The farmgate and FOB prices we pay to Miramar, as well as the local price farmers would have received from coyotes, are below. 

Ex-Warehouse Pricing

As discussed in prior Paying for Coffee pieces, we then price in the costs of import, warehousing, and the sales process. Since we typically take full ownership of the coffees and sell them out of the third-party warehouses we carry our coffee in, rather than shipping them directly to a storage facility of a customer’s choosing, we price the coffee ex-warehouse, meaning the price as it comes out of the warehouse. 

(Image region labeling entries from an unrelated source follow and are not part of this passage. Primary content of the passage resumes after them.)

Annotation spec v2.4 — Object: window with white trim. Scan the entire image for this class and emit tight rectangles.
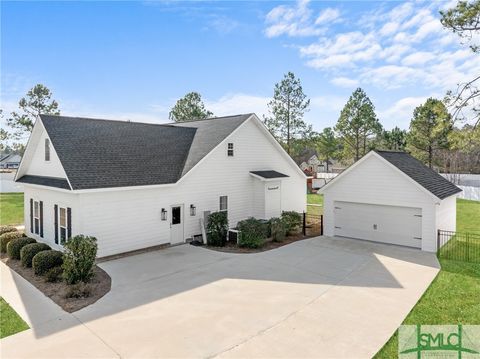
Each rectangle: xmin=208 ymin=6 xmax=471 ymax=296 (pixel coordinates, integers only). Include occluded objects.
xmin=45 ymin=138 xmax=50 ymax=161
xmin=33 ymin=201 xmax=40 ymax=234
xmin=227 ymin=143 xmax=233 ymax=157
xmin=220 ymin=196 xmax=228 ymax=211
xmin=58 ymin=207 xmax=67 ymax=243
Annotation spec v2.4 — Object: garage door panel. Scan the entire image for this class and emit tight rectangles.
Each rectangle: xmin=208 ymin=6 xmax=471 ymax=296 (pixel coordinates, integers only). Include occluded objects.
xmin=334 ymin=201 xmax=422 ymax=248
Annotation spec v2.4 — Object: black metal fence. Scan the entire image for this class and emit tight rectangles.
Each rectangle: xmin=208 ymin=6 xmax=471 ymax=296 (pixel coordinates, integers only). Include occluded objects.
xmin=302 ymin=212 xmax=323 ymax=236
xmin=437 ymin=230 xmax=480 ymax=263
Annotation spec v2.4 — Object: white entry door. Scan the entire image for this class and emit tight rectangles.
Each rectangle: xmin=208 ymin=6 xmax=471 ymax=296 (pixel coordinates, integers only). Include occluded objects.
xmin=265 ymin=181 xmax=282 ymax=219
xmin=170 ymin=204 xmax=184 ymax=244
xmin=334 ymin=201 xmax=422 ymax=248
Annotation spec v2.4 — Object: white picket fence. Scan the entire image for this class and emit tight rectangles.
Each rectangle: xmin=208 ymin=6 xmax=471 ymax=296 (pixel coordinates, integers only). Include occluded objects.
xmin=457 ymin=186 xmax=480 ymax=201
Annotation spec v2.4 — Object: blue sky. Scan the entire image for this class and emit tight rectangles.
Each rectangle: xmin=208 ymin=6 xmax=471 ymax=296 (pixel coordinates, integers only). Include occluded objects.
xmin=1 ymin=1 xmax=480 ymax=135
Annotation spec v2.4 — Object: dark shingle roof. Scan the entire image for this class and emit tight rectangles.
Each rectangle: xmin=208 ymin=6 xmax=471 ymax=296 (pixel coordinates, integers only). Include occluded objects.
xmin=250 ymin=170 xmax=288 ymax=179
xmin=375 ymin=150 xmax=462 ymax=199
xmin=17 ymin=175 xmax=70 ymax=190
xmin=36 ymin=115 xmax=250 ymax=190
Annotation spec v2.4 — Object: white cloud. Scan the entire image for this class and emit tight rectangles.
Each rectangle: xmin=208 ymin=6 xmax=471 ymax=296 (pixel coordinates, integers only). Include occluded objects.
xmin=402 ymin=51 xmax=435 ymax=66
xmin=377 ymin=96 xmax=427 ymax=129
xmin=330 ymin=77 xmax=359 ymax=88
xmin=315 ymin=8 xmax=340 ymax=25
xmin=205 ymin=93 xmax=270 ymax=118
xmin=265 ymin=0 xmax=340 ymax=37
xmin=272 ymin=2 xmax=480 ymax=92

As part of that equation, we assume full risk for the coffees we buy, committing to their quality and honoring that commitment even if delivered quality is lower than expected. Because we do actually buy the coffees, store them, and sell them rather than simply coordinating sales between customers and vendors, we have to price in the potentially unpredictable costs of third-party warehousing (for instance, if a particular coffee doesn’t sell promptly, we will pay to carry it in the warehouse until it does sell). While that is both a risk and a cost, it’s well worth it in order to be able to support producers and smaller customers at a higher level, buying and selling in quantities that wouldn’t be possible if we didn’t make that commitment. We assume this risk in order to add value to the supply chain, expedite logistics, and strengthen producer relationships.

How We Buy

Cupping, Communication, and Lot Construction

Where many other groups we’ve worked with have internal systems for quality control and analysis, we handle these parts of the process with Miramar. After peak harvest, Cecilio collects samples from each farmer and sends them to the Red Fox office in Oaxaca city, the capital of the state. The farmers’ samples represent what they have in their house at the time including an estimated weight, and we prescreen based on these samples, cupping and scoring everything they send.

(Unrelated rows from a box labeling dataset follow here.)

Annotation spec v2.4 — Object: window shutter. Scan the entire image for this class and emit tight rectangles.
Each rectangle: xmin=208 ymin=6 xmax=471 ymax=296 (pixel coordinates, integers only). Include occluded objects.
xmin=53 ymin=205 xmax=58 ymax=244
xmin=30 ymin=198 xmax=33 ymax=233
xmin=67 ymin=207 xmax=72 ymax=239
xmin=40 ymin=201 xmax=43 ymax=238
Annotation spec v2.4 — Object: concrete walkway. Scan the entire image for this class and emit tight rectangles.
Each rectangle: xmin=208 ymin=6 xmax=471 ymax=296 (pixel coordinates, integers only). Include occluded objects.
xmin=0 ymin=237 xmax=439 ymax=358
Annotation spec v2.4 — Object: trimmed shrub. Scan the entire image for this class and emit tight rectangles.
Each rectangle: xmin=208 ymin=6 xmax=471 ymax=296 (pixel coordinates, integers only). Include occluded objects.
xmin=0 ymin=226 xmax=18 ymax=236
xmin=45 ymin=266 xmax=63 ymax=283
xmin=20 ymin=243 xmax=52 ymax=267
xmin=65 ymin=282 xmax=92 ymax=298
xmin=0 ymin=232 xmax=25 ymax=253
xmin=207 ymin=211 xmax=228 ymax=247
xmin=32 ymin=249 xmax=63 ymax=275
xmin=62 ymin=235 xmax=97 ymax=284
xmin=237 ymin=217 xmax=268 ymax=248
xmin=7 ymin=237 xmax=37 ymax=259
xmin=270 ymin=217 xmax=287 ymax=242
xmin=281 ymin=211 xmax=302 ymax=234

We send Cecilio results and he brings everything that scored 84+ down to the warehouse in Oaxaca city, a six hour drive from Miramar. Once we have the full lot in the warehouse, we pull another sample to confirm that water activity and moisture meet our specifications and that the cup quality is consistent. We haven’t yet had situations where the coffee passed the prescreening and didn’t ultimately get purchased, but it’s important for us to make sure.

Even though Miramar’s farmers are smallholders averaging just two hectares each, we cup each individual producer’s coffee separately via signal detection cupping so that we can a) pay up for additional quality and b) carefully build lots that best represent the producers’ individual labor even when their coffees aren’t being sold as single farmer lots. We buy as much of their coffee as possible to support their work at all tiers and help build up and maintain quality standards and best practices over time. The vast majority of their coffees cup out at around 84-85 points and we carefully arrange them into community lots that represent each farmer’s work as best as possible.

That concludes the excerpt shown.